If the contents aren't stirred then as Andrew said there are too many variables. You might have to have to think about convection and conduction in the tank and how that might change the rate of heat loss.

 

[mikeph]

I'd define the system as only the liquid, and just specify the temperatures on the sides. You've got enough complicated physics going on inside the vessel.

The way I see it, you have three difficulties:

1. the spatial variation in the model, as it will be far from perfectly mixed
2. the phase change, which deposits a lot of heat at the freezing interface, and
3. natural convection and fluid mixing, as each species will have its own density/temperature curve.

I'd say start with a lumped model (ignore 1 and 3), then move on to a 3D model without phase change (ignore 2 and 3), then use your experience to try to develop and understand a 3D model with phase change (ignore 3). Convection and fluid mixing is by far the hardest part. Although you can treat it numerically, the answers from the 3D phase change model should be fairly reasonable.

 

[Ataghan]

It's not clear what you mean by equilibrium because as the temperature of the liquid falls so does the rate of heat loss. It will only reach equilibrium with the cold room at t=∞. You would need to define at what point it was considered "close enough"...

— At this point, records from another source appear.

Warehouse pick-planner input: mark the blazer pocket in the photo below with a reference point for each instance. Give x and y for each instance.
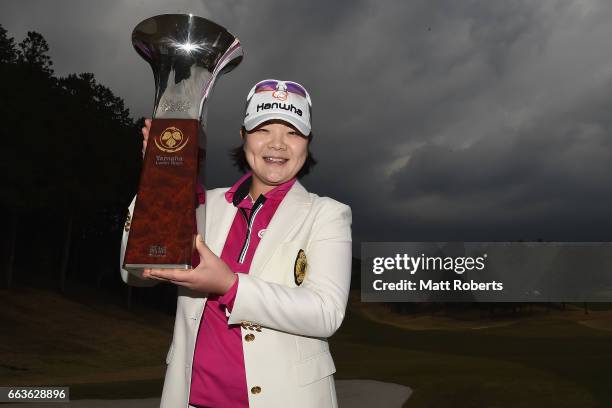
(170, 354)
(315, 368)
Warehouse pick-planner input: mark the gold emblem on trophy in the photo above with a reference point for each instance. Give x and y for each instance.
(299, 270)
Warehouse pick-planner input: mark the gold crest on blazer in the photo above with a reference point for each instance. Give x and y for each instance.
(299, 269)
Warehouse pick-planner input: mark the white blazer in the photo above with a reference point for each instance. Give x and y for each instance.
(288, 363)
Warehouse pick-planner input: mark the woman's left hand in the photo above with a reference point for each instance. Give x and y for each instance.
(212, 275)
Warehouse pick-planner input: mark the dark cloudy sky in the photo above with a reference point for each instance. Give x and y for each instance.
(435, 120)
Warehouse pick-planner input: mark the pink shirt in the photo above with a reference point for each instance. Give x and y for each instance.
(218, 377)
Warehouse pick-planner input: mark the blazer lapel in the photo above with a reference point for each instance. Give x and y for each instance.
(288, 216)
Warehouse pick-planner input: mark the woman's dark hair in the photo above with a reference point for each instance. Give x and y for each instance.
(239, 158)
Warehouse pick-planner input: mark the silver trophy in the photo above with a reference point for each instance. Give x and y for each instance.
(187, 53)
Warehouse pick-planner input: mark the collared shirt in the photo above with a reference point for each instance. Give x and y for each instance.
(218, 375)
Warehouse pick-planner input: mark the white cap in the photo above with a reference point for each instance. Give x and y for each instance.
(273, 99)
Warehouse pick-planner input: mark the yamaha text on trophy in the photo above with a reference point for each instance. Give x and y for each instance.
(187, 54)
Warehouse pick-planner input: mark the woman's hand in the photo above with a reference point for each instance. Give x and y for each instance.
(212, 275)
(145, 135)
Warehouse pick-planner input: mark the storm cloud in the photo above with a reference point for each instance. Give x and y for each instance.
(434, 120)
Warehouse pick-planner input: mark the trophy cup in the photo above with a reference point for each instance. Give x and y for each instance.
(187, 53)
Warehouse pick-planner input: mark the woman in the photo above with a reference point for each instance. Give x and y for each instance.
(273, 277)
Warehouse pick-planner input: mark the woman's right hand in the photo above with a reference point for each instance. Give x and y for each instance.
(145, 135)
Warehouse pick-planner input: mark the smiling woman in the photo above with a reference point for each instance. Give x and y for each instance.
(271, 276)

By equilibrium I mean that the temperature of the liquid and container walls was the same as the air temp in the chamber. That was of course a simplification of the actual situation. The thermal equilibrium requirement is actual not my idea, it's something imposed by testing parameters. The problem is that the person imposing is unaware of the complexity.

 

[Ataghan]

I'd define the system as only the liquid, and just specify the temperatures on the sides. You've got enough complicated physics going on inside the vessel.

The way I see it, you have three difficulties:

1. the spatial variation in the model, as it will be far from perfectly mixed
2. the phase change, which deposits a lot of heat at the freezing interface, and
3. natural convection and fluid mixing, as each species will have its own density/temperature curve.

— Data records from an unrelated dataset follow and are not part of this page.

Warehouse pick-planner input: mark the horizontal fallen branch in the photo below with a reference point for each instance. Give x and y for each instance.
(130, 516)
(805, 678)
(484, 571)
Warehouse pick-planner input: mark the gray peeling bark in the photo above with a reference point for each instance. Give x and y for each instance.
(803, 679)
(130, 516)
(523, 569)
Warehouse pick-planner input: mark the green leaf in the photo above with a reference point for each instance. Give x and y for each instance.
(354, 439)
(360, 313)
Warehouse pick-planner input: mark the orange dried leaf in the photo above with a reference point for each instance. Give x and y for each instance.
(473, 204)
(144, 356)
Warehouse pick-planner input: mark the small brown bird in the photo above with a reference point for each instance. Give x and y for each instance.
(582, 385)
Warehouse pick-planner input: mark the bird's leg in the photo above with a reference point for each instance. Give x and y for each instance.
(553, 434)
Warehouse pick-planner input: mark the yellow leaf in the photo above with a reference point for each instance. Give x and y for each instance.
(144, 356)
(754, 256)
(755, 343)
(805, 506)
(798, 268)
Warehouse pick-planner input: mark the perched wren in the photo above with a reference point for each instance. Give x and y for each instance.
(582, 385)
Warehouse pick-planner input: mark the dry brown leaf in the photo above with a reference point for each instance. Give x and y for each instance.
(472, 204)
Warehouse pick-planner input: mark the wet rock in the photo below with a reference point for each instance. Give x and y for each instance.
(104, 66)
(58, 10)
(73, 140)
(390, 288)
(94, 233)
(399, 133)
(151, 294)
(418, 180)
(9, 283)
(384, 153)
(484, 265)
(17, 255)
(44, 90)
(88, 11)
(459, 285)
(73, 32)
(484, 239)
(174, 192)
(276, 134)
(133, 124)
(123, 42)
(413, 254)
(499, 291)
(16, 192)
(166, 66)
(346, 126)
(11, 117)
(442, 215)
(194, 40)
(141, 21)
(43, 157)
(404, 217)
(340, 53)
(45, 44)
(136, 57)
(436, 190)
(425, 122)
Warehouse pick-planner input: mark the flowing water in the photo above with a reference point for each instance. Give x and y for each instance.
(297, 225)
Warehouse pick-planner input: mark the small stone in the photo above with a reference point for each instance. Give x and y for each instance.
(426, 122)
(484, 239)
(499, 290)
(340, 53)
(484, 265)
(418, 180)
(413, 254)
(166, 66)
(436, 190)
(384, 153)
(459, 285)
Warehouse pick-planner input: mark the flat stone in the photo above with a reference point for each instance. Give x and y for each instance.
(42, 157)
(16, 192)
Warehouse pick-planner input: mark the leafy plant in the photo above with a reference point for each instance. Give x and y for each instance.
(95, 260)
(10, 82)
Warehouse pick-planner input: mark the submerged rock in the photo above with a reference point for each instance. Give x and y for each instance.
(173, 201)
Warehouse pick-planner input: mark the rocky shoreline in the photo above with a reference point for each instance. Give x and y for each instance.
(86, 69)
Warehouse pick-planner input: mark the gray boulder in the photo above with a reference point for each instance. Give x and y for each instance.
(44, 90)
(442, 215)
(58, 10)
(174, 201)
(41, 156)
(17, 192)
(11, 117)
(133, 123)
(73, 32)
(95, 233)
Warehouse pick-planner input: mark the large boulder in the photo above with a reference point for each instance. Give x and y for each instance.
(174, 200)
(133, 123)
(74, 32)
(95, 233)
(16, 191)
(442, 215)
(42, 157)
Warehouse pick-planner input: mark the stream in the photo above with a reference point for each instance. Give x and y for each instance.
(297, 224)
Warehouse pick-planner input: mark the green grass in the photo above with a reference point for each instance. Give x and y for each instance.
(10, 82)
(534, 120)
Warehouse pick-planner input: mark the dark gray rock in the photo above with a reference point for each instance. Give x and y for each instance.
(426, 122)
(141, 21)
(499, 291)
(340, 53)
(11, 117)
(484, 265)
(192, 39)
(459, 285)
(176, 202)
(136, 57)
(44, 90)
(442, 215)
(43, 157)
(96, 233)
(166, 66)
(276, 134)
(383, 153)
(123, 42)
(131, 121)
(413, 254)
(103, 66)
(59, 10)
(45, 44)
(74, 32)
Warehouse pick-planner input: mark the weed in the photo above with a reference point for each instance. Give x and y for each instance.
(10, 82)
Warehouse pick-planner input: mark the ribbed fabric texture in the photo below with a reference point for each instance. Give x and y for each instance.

I'd say start with a lumped model (ignore 1 and 3), then move on to a 3D model without phase change (ignore 2 and 3), then use your experience to try to develop and understand a 3D model with phase change (ignore 3). Convection and fluid mixing is by far the hardest part. Although you can treat it numerically, the answers from the 3D phase change model should be fairly reasonable.

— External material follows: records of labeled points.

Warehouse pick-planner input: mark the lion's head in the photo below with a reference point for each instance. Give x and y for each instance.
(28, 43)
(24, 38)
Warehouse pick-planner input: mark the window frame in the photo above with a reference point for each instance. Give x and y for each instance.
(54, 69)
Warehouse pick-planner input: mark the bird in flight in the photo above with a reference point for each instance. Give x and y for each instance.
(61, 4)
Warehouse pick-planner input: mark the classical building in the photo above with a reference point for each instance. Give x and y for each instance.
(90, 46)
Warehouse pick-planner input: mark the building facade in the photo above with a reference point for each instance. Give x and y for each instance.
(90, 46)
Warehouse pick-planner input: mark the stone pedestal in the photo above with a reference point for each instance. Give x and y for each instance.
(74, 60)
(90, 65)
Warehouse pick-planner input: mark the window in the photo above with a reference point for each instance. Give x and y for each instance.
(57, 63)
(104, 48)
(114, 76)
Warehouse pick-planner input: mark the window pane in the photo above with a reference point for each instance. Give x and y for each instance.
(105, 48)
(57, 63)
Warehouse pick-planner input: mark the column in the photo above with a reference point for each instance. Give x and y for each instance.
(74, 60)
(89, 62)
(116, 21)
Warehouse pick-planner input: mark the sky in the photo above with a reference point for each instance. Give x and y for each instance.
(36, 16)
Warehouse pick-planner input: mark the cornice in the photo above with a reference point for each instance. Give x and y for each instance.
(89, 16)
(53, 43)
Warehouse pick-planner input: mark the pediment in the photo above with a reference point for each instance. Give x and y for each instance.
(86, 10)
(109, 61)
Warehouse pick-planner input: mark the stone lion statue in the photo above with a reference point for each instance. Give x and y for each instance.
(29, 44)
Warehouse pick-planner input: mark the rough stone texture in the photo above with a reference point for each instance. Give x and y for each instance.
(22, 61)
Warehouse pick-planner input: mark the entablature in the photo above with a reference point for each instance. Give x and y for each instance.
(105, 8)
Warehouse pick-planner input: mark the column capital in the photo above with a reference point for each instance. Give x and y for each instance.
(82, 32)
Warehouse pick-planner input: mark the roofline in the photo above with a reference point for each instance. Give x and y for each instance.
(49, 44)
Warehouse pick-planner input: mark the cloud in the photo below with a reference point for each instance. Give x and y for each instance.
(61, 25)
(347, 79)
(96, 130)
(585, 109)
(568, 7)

What I have decided to do is use a CFD module in Autodesk's Inventor software. I'll combine those results with the experimental data I collected. I have seen the software in action and I should be able to model it based on your suggestions. I appreciate the feedback I've gotten, some of my suspicions have been confirmed and my memory has been jogged. Thanks folks.

 

[mikeph]

might be slightly more complicated modelling moving freezing fronts, but if the CFD software is good it's possible. And convection should be coupled automatically.